— Да? Разве? Почему?

Вишняков встает, начинает ходить из угла в угол.

— Ведь мы всегда в любимой женщине ищем что-то особенное. Какое же счастье любить ту, у которой, как у тебя, есть это особенное! Зинусь, ведь ты — талант… Может быть, больше.

Спинек как не слышит. Спинек думает о своем.

— Виктор Алексеевич, но у вас ведь жена, семья… И всегда мужчины говорят каждой женщине, что она особенная, необыкновенная, что они первый раз такую видят и любят первый раз с такой силой.

Вишняков морщится, молчит, хватается за голову, быстрее кружится по комнате.

— А почему вы равнодушны к своей жене, к своим детям? Ведь это будет то же самое.

Вишняков быстро подходит к стулу, садится, стучит кулаком по крышке пианино. Глаза Вишнякова черны и злы.

— Есть такие слова «хочу» и «должен». Я любил свою жену… Потом я перестал любить жену. Но механическая близость сохранилась. Родился ребенок, другой. Я уже должен их любить.

Вишняков хватает Спинек за руку, говорит, стискивая зубы:

— Пойми, что я люблю тебя.

Спинек неподвижна, холодна. Сколько мужчин говорили ей это слово — люблю. Сколько мужчин целовали ее, целовали ее губы, глаза, лоб, голову, руки, грудь, все, все тело. Все зацеловано, захватано, все было, повторялось и повторяется вновь.

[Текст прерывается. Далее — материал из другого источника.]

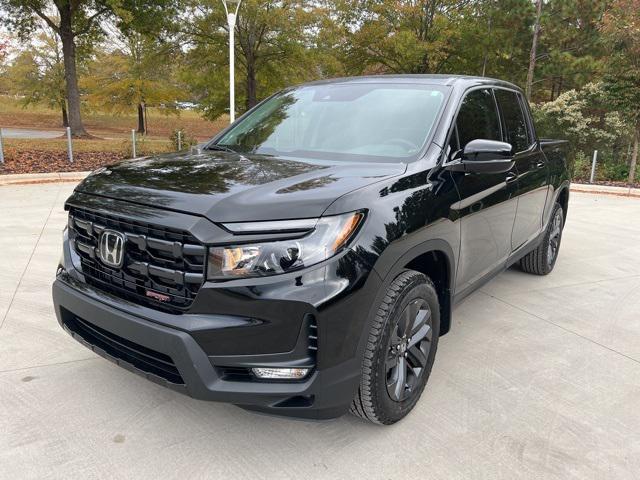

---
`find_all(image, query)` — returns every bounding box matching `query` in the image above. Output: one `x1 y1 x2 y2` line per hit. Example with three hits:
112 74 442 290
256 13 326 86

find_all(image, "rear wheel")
520 203 564 275
351 270 440 425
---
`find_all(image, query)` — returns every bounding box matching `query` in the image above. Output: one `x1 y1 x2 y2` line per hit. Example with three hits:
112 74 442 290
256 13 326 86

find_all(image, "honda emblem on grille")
98 230 124 268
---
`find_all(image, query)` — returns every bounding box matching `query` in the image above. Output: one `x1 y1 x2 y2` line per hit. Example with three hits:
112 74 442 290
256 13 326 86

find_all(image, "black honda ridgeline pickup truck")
53 75 570 424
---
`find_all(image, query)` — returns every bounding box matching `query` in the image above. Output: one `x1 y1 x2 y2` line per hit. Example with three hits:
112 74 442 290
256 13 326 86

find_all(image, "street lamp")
222 0 242 123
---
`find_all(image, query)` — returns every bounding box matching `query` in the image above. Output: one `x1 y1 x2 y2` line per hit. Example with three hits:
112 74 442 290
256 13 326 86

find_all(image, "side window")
456 89 502 148
495 89 529 152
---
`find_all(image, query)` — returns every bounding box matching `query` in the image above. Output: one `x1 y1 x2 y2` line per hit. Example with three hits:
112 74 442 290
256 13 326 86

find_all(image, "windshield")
216 83 446 162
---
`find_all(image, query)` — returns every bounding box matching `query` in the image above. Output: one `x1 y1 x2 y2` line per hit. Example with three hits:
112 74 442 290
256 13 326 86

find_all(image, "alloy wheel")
385 299 433 402
547 209 562 266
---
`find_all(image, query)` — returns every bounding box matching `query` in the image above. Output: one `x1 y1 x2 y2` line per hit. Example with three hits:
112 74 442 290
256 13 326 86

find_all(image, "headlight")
207 212 364 280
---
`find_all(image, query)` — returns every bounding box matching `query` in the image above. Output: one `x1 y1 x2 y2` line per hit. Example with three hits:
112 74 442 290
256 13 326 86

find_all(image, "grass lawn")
0 95 228 174
0 95 228 143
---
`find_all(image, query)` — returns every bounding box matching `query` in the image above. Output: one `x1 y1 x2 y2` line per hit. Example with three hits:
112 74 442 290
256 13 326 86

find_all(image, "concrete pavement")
0 183 640 480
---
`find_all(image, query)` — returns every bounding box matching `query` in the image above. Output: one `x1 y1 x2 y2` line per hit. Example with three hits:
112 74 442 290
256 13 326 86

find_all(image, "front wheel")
350 270 440 425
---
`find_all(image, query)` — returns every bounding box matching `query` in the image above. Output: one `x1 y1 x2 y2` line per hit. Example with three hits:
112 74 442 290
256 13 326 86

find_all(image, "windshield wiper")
207 143 241 155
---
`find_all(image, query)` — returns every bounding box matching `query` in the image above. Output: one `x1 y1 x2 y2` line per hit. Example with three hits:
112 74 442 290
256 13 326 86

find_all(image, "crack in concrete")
481 290 640 364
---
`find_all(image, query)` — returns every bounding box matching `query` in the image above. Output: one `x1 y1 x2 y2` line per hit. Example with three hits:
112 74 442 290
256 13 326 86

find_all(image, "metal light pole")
222 0 242 123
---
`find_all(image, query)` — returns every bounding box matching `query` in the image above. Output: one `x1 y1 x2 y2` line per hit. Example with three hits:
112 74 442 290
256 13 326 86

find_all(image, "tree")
182 0 321 118
524 0 542 100
85 30 183 134
532 0 608 101
337 0 470 73
0 0 120 137
445 0 535 85
8 33 69 127
0 37 9 93
602 0 640 184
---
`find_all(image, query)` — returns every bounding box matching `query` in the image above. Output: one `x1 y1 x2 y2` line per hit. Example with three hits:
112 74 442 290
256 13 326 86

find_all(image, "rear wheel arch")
556 185 569 221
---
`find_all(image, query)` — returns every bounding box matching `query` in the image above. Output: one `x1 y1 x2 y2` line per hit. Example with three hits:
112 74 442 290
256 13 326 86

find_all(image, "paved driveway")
0 184 640 480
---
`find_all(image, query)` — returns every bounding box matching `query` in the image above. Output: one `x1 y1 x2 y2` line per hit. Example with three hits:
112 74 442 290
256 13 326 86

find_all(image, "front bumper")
53 224 379 419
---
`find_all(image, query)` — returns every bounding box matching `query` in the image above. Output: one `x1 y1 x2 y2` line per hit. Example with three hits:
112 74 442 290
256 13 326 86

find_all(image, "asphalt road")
0 184 640 480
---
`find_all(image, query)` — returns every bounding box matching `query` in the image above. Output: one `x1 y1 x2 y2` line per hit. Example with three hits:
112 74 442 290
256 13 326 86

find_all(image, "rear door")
449 88 517 294
495 88 549 250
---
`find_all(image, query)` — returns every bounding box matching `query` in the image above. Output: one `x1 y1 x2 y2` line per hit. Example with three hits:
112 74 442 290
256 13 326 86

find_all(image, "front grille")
64 314 184 385
69 207 206 313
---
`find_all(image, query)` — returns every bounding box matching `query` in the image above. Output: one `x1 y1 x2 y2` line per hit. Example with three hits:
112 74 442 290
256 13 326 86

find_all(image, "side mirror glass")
448 139 513 173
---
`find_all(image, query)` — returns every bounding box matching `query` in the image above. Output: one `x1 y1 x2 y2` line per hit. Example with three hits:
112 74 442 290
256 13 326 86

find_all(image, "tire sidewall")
371 275 440 423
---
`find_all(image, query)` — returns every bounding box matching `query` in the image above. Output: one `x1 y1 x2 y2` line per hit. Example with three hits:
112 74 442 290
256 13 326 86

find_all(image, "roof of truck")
304 74 520 90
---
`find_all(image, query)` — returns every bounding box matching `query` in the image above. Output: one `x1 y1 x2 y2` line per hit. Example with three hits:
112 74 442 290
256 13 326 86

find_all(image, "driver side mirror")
446 139 513 173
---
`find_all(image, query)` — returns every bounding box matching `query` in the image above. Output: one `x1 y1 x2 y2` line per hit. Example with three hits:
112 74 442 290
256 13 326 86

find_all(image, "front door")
495 88 549 250
449 88 517 293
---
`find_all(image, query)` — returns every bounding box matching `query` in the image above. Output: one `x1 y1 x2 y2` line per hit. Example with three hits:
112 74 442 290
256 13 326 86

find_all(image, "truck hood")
76 151 406 222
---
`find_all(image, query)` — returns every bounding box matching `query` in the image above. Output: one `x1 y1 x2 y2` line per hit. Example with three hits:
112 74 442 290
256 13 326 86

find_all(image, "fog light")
251 368 311 380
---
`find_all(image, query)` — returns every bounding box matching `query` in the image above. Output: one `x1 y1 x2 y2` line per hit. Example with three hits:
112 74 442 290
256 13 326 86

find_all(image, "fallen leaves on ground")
0 150 126 175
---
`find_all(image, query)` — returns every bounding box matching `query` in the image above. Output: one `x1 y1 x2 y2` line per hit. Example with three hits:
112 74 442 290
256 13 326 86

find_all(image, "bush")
169 128 198 151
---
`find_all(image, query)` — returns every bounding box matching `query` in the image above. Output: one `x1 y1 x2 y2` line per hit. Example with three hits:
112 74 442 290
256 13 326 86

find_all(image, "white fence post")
67 127 73 163
0 128 4 163
589 150 598 183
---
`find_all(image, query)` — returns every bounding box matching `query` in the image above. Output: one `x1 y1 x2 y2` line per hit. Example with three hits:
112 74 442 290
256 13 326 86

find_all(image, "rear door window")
495 89 530 152
456 89 502 148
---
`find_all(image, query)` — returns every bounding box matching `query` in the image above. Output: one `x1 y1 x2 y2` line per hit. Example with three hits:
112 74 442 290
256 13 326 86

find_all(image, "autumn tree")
0 0 120 137
602 0 640 184
337 0 469 73
182 0 322 118
7 30 69 127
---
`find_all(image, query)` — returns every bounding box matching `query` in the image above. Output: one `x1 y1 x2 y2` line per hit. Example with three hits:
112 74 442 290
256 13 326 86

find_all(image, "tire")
350 270 440 425
520 203 564 275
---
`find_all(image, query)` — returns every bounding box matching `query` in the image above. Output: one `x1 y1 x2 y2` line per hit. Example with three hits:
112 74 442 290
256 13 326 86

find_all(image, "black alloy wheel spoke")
408 345 427 368
390 357 407 402
385 299 433 402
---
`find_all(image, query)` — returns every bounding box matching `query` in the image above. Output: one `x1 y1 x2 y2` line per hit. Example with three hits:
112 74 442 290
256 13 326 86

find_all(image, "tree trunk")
138 102 147 135
524 0 542 100
59 7 88 137
247 56 258 110
629 122 640 185
60 103 69 128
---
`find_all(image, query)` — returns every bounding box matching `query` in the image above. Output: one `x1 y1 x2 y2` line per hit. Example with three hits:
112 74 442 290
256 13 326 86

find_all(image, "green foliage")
83 32 182 114
182 0 322 119
532 83 631 152
169 127 198 151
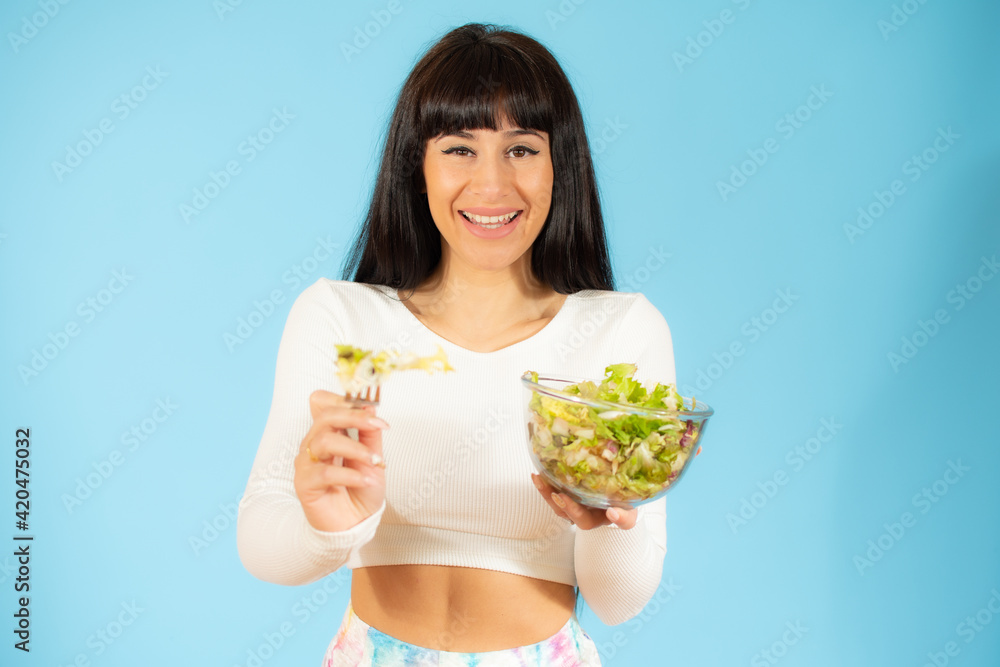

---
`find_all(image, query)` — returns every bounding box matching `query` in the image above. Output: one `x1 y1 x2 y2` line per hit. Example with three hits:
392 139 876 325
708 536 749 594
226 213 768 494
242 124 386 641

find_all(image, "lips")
459 209 521 229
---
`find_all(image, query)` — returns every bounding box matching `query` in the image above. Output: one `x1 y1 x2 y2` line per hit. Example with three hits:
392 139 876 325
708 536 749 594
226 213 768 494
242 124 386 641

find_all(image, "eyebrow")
434 128 543 141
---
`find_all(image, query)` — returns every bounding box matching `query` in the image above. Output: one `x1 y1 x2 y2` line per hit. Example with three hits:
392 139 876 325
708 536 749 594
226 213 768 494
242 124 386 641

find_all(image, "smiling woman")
238 24 674 666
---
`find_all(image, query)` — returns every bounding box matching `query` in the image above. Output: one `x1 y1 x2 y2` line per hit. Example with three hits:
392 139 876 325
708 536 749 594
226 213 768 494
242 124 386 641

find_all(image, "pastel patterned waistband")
323 602 601 667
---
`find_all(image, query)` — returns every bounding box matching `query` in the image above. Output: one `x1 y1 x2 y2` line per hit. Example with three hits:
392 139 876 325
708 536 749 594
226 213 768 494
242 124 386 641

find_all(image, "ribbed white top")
237 278 675 625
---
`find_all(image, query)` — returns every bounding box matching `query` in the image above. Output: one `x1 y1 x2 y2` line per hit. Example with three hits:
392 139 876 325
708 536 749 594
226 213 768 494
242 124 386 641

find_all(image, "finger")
313 407 389 433
306 466 375 490
304 426 382 465
604 507 639 530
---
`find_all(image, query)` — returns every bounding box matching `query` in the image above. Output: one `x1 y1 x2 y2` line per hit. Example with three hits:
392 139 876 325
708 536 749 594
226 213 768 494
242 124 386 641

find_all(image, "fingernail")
368 417 389 428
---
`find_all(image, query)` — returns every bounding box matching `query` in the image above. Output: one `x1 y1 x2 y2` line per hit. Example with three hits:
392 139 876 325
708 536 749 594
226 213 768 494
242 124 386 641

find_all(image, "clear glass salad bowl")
521 371 715 509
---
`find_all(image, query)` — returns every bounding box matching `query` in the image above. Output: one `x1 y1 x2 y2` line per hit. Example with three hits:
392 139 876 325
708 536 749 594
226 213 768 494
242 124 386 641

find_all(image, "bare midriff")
351 565 576 653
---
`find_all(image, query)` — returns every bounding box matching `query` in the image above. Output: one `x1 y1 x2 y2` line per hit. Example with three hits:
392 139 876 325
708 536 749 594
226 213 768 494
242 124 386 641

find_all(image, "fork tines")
347 385 382 405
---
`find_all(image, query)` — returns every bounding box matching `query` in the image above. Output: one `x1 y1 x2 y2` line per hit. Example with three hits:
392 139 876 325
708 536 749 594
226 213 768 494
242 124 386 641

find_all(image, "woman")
238 24 674 665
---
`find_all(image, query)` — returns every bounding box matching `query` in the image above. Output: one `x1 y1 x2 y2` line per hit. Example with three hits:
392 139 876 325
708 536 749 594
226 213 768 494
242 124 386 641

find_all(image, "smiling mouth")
459 211 521 229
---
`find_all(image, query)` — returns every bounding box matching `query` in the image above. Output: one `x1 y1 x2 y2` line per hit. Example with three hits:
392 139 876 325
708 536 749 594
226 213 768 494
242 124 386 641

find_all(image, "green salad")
528 364 701 501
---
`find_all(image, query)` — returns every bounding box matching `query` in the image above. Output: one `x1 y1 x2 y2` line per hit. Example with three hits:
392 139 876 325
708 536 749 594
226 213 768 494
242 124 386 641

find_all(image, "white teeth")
461 211 518 229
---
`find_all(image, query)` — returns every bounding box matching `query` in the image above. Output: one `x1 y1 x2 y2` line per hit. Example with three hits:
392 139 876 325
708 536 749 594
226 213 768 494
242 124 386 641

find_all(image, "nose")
469 155 512 201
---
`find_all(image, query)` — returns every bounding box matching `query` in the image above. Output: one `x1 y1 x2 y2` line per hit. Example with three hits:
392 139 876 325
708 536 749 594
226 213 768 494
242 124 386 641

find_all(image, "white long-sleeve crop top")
237 278 675 625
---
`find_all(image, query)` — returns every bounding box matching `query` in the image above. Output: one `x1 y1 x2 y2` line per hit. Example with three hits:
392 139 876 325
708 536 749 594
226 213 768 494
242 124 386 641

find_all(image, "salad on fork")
336 345 455 405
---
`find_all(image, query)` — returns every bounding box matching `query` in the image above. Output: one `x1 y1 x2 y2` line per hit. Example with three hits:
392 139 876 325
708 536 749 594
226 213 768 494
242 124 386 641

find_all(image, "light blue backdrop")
0 0 1000 667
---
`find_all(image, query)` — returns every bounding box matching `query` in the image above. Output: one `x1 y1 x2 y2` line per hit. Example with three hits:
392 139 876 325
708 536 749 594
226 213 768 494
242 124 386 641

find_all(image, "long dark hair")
343 23 614 294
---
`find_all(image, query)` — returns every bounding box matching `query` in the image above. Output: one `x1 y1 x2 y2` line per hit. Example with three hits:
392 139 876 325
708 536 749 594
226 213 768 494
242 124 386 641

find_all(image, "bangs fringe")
417 38 555 141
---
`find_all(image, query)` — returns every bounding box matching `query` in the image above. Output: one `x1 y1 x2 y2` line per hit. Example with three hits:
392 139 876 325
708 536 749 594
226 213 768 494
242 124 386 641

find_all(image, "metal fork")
345 385 382 407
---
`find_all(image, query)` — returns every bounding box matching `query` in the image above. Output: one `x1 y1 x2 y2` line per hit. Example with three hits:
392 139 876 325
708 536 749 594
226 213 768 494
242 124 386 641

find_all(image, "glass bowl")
521 371 715 509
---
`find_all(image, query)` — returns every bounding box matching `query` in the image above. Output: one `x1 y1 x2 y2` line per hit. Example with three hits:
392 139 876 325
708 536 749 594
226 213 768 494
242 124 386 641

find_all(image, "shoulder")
295 277 388 308
288 277 392 335
569 290 666 326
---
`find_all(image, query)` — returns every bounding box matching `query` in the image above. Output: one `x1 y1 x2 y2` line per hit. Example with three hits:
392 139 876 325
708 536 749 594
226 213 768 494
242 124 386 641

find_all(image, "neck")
408 251 561 330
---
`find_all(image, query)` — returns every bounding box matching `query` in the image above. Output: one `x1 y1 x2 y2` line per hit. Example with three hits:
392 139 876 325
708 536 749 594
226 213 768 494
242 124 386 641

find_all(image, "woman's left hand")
531 473 639 530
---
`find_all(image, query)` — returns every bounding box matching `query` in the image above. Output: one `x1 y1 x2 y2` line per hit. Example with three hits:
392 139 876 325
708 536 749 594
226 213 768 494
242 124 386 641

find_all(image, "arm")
574 294 676 625
236 280 385 586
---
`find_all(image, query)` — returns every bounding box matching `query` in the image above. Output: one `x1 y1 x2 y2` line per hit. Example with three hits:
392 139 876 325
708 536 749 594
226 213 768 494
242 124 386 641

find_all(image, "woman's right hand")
294 390 388 532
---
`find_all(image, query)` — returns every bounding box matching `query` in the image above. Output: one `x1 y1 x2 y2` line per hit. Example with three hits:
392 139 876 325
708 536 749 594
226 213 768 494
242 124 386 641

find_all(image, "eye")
509 146 538 157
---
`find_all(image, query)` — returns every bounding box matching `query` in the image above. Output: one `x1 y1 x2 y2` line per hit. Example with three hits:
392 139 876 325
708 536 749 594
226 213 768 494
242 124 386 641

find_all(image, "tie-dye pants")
323 602 601 667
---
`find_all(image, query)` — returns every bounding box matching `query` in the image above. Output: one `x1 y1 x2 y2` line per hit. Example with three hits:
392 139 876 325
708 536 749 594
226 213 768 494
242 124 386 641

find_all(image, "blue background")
0 0 1000 667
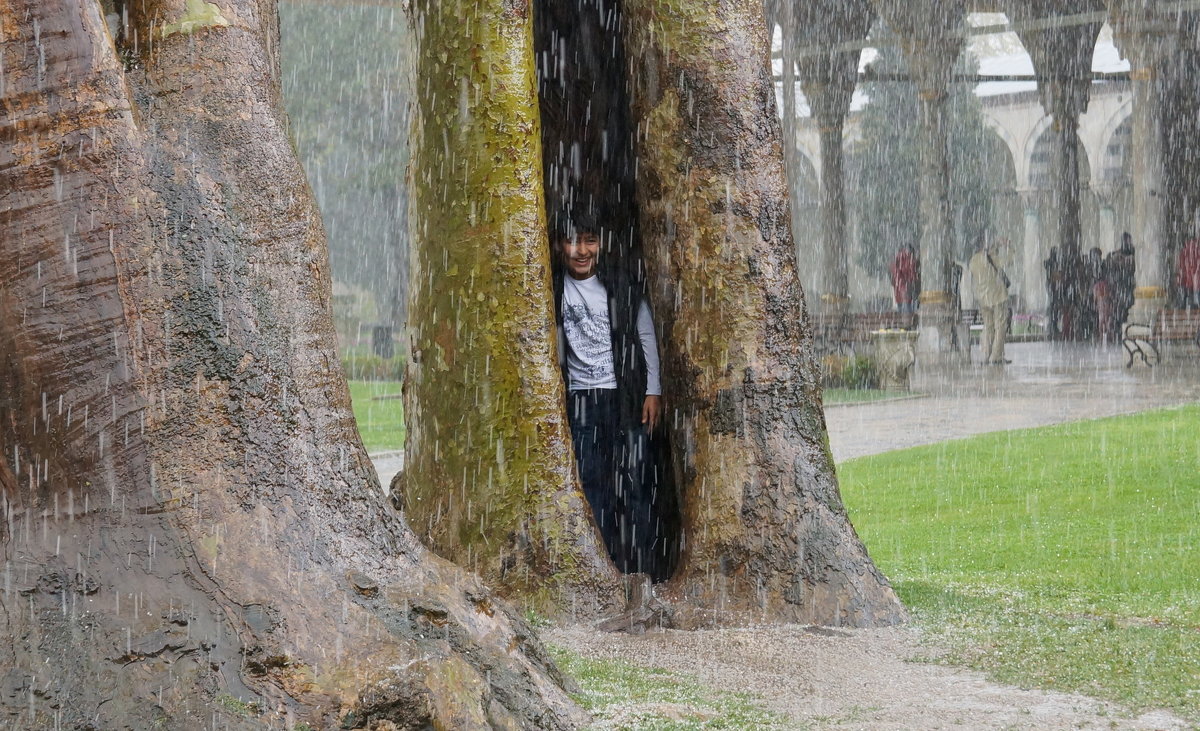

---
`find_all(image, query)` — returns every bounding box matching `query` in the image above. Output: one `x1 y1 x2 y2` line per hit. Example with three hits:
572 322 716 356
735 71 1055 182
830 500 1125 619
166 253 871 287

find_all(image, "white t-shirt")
563 276 662 396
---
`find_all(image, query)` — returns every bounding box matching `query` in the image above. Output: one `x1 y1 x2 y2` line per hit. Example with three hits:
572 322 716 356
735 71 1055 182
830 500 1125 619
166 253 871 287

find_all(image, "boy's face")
558 233 600 280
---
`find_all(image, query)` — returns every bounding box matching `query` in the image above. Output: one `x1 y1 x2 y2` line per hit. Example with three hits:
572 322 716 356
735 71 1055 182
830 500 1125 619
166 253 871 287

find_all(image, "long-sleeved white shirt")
563 276 662 396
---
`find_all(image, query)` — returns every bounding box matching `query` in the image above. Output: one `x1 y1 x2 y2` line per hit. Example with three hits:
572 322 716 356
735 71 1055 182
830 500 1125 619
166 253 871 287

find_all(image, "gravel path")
542 625 1192 730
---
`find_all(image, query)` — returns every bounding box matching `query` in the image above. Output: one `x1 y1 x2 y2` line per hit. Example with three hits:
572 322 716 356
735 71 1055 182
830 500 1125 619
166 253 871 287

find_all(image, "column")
1020 190 1050 312
1110 0 1178 322
906 38 961 354
784 0 875 317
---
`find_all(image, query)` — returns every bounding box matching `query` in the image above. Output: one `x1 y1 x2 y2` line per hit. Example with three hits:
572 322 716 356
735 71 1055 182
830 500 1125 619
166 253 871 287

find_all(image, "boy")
554 215 662 574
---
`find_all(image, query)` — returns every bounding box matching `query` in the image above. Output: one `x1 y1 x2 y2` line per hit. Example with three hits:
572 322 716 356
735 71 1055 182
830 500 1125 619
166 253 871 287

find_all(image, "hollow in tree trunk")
402 0 904 625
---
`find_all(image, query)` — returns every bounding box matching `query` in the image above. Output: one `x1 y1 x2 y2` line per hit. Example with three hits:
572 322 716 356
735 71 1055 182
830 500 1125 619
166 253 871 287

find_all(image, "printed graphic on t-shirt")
563 290 613 381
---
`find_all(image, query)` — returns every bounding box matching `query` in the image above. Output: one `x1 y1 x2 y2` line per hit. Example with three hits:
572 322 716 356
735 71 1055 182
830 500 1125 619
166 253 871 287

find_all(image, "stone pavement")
371 342 1200 482
826 342 1200 462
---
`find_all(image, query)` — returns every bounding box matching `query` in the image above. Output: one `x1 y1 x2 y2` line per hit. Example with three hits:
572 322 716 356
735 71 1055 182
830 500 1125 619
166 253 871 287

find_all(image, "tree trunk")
0 0 581 729
625 0 904 625
401 0 904 627
397 0 618 613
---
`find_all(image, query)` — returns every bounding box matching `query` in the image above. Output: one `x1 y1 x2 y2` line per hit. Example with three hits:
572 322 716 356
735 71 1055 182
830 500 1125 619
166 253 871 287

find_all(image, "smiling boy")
554 216 662 574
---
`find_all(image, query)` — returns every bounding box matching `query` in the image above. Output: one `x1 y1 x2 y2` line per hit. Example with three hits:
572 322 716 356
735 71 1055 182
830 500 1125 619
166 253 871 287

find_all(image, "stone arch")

— Виктор Алексеевич, так все и всегда говорят.

Вишняков вскакивает:

— И Скурихин?

Вишняков ревнует Спинек ко всем мужчинам, бывшим у нее до него. (Ведь каждый мужчина хочет быть первым, единственным, неповторяемым. Каждая женщина хочет стать первой и последней.)

Спинек дергает бровями:

— Да, вроде этого…

— У-у-у! Проклятье!

Вишняков рычит, бегает, сжимает кулаки.

Спинек встает, улыбается, поправляет прическу.

— Виктор Алексеевич, пойдемте на бульвар. Вам нужно успокоиться.

Частая чугунная решетка бульвара — длинная черная расческа в снежной седой голове. Снег неглубокий, мокрый, тает.

Следы Вишнякова и Спинек черны и четки. На бульваре пусто.

Бульвар на берегу реки. Река чугунно-черная.

В беседке темно. Хотя пол в снегу.

На твердом, деревянном полу обжигающий белый холод снега и жгущий, белый жар упругого тела женщины.

— Милая.

— Я твоя милая?

— Первый раз сказала — ты.

Мимо беседки беззвучно пролетает большая белая птица. Крылья и голова у птицы круглые. Птица пушистым снежным шаром летит над чугунной чернотой реки.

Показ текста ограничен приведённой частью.